The Hyder family and the Hyder Foundation have given more than a thousand pieces from the collection to the Law School Foundation, which will put them on permanent display at the school.
“Over the years, the Hyder family loaned as many as four thousand pieces of art and furnishings to the Law School,” said Barbara Bintliff, director of the Tarlton Law Library/Jamail Center for Legal Research and the Joseph C. Hutcheson Professor in Law. “Many of the pieces were selected specifically for display here by Martha and Elton Hyder Jr. The Hyder Collection has been an integral part of the Law School since 1961, and part of the fabric that makes up the unique educational experience we offer students across the university. Now, with this gift, some one thousand beautiful pieces of art and furnishings are permanently displayed throughout the Law School facility.”
Due to recent remodeling projects, it became clear that the Law School could no longer house the entire Hyder Collection. At that point, the Hyder family expressed a willingness to donate a portion of the collection to the school permanently. The leadership at the Law School Foundation was instrumental in crafting an agreement.

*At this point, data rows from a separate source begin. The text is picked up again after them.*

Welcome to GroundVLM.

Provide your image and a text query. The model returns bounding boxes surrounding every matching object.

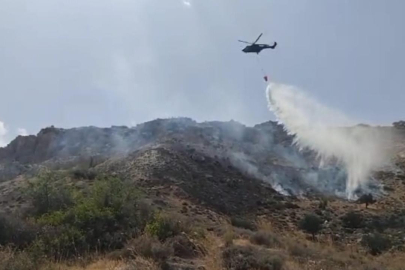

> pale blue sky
[0,0,404,143]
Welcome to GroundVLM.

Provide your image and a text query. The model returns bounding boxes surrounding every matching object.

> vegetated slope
[0,118,404,215]
[1,118,405,270]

“I’ve been deeply involved with all branches of the Hyder family and the Hyder Foundation for the last two years to reach a permanent resolution regarding the Hyder Collection,” said Law School Foundation President John H. Massey, ’66. “We received a wonderful gift of generosity from the Hyder Foundation, but we also raised a significant amount of money from interested trustees to facilitate this final agreement. It’s a great result after two years of hard work by many people on behalf of the Law School.”
The final loan and custody agreement has now been executed by the School of Law, the Law School Foundation, and the University of Texas at Austin.
“Of the more than four thousand items in the original collection, the Law School Foundation now owns permanently more than a thousand of the finest pieces, which will permanently reside at the School of Law,” Massey said. “It is a magnificent collection accumulated over more than fifty years by Martha and Elton Hyder Jr. through a network of some of the best art dealers in the world. We are very, very pleased with the collection as it now exists and resides in perpetuity at the School of Law. It is unquestionably one of the finest collections of legal art at any law school in the nation.”
The collection’s origins date to 1961, when Elton Hyder Jr., ’43, offered to loan items from his art collection to enhance the decor at the Law School. Soon Hyder and his wife, Martha, were deeply involved in building the collection, which grew into one of the signature features of the Law School and its library.
“The Hyder Collection is many things to us,” said Law School Dean Ward Farnsworth. “It is a monument to the immense loyalty and generosity of a great family toward this school. It is a tribute to that same family’s worldliness and good taste. And above all it is a priceless gift to our students and to all others in the law school community. No other school in the country has anything like this collection; it is a source of delight and inspiration to everyone who spends time around it.”
Bintliff said the Hyder Collection helps put the study of the law into a larger framework, providing perspective and meaning that anchor students in the long and honorable history of the profession.
“The pieces so generously donated by the Hyder family—Martha Rowan Hyder, Brent Hyder, and Whitney Hyder More—and now on display throughout the Law School, illustrate many key figures and events in the development of the rule of law and legal history,” Bintliff said. “They are an invaluable legal resource that complements the study of the law by bringing to life many of the people and events that have shaped the law that students are learning about in the classroom.”